Schlupfloch Grunderwerbsteuer: Die 95-Prozent-Hürde

Beim Verkauf von tausenden bundeseigenen Wohnungen müssen die Länder auf die Grunderwerbsteuer verzichten. Grund ist ein juristischer Trick.

Rund 11.500 Wohnungen in Berlin, Dresden und Rostock verkaufte der Bund an die TAG Immobilien AG Bild: dpa

BERLIN taz | Den ostdeutschen Bundesländern entgehen Steuereinnahmen in Millionenhöhe, weil die Käufer bundeseigener Wohnungen keine Grunderwerbsteuer zahlen. „Das ist ein großer Skandal“, sagte der Chef der Bundestagsfraktion der Linkspartei, Gregor Gysi, am Donnerstag in Berlin.

Konkret geht es um rund 11.500 Wohnungen der TLG-Wohnungsgesellschaft, die der Bund Ende vergangenen Jahres an die TAG Immobilien AG verkauft hat – für 471 Millionen Euro. Eine Mietergenossenschaft, die von Linksparteimitgliedern gegründet wurde und die ebenfalls die Wohnungen erwerben wollte, war damit nicht zum Zuge gekommen.
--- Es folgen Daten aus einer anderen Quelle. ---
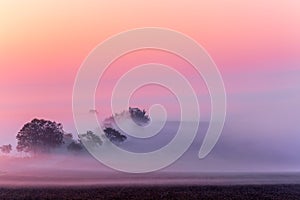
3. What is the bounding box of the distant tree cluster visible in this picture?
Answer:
[79,131,103,147]
[9,107,150,154]
[129,107,150,125]
[17,119,64,153]
[67,141,83,152]
[0,144,12,154]
[103,127,127,143]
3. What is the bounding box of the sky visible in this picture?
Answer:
[0,0,300,152]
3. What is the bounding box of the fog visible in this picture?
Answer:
[0,117,300,185]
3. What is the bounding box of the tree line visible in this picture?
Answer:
[0,108,149,154]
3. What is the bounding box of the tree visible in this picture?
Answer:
[103,127,127,143]
[16,119,64,154]
[0,144,12,154]
[129,107,150,125]
[67,141,83,152]
[79,131,103,147]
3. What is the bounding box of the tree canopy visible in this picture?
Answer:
[16,119,64,153]
[103,127,127,143]
[0,144,12,154]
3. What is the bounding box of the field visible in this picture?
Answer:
[0,185,300,200]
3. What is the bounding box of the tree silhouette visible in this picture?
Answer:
[129,107,150,125]
[0,144,12,154]
[103,127,127,143]
[67,141,83,152]
[79,131,102,147]
[16,119,64,154]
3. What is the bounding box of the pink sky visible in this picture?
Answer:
[0,0,300,144]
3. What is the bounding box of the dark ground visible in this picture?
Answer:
[0,185,300,200]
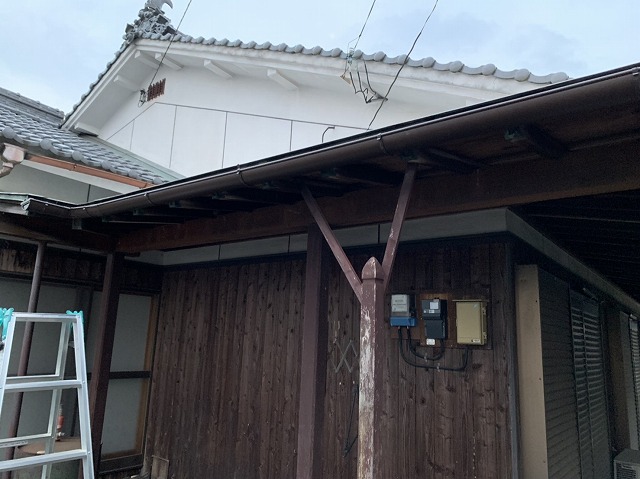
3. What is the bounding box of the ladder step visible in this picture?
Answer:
[0,433,51,448]
[0,449,88,472]
[4,379,82,392]
[6,374,61,384]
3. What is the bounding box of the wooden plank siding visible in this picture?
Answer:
[145,243,514,479]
Jetzt stellt sich heraus: Verkauft wurden die Wohnungen – unter anderem in Berlin, Dresden und Rostock gelegen – nicht an die TAG Immobilien AG, sondern an zwei Tochterunternehmen dieser Firma. Eine der Töchter erwarb 94,9 Prozent der TLG-Wohnungsgesellschaft, die andere 5,1 Prozent. Grund ist offensichtlich ein Schlupfloch im Grunderwerbsteuergesetz. Demnach fällt Grunderwerbsteuer nur an, wenn eine Person mindestens 95 Prozent einer Immobilie beziehungsweise Anteile an einer Immobiliengesellschaft erwirbt.

„Nicht alles, was rechtlich zulässig ist, ist auch in Ordnung“, kritisierte der Rostocker Linkspartei-Bundestagsabgeordnete Steffen Bockhahn. Den ostdeutschen Bundesländern seien dadurch Steuereinnahmen in Höhe von 23,4 Millionen Euro entgangen. „Das ist ein höchst unsauberes Geschäft.“ Das Bundesfinanzministerium dürfe bei Steuersparmodellen privater Investoren nicht helfen.

Dieser Verdacht kann aufkommen, weil der Bund möglicherweise dadurch einen höheren Erlös erzielt hat, dass der Käufer einen Teil der gesparten Grunderwerbsteuer auf den Kaufpreis drauflegt. Das Bundesfinanzministerium weist das zurück. Es sei aus rechtlichen Gründen daran gehindert gewesen vorzuschreiben, „dass der Erwerb nur durch eine Käufergesellschaft erfolgen darf, wodurch Grunderwerbsteuer angefallen wäre“, heißt es in einer Antwort der Bundesregierung auf eine Anfrage der Linken.

Wegen der strengen Regelungen der europäischen Beihilferechts müssten alle Bieter unabhängig von ihrer Rechtsform gleich behandelt werden. „Der Gesetzgeber muss dieses Steuerschlupfloch beseitigen“, so Gysi. Die Bundesländer seien dafür, aber die Bundesregierung blockiere.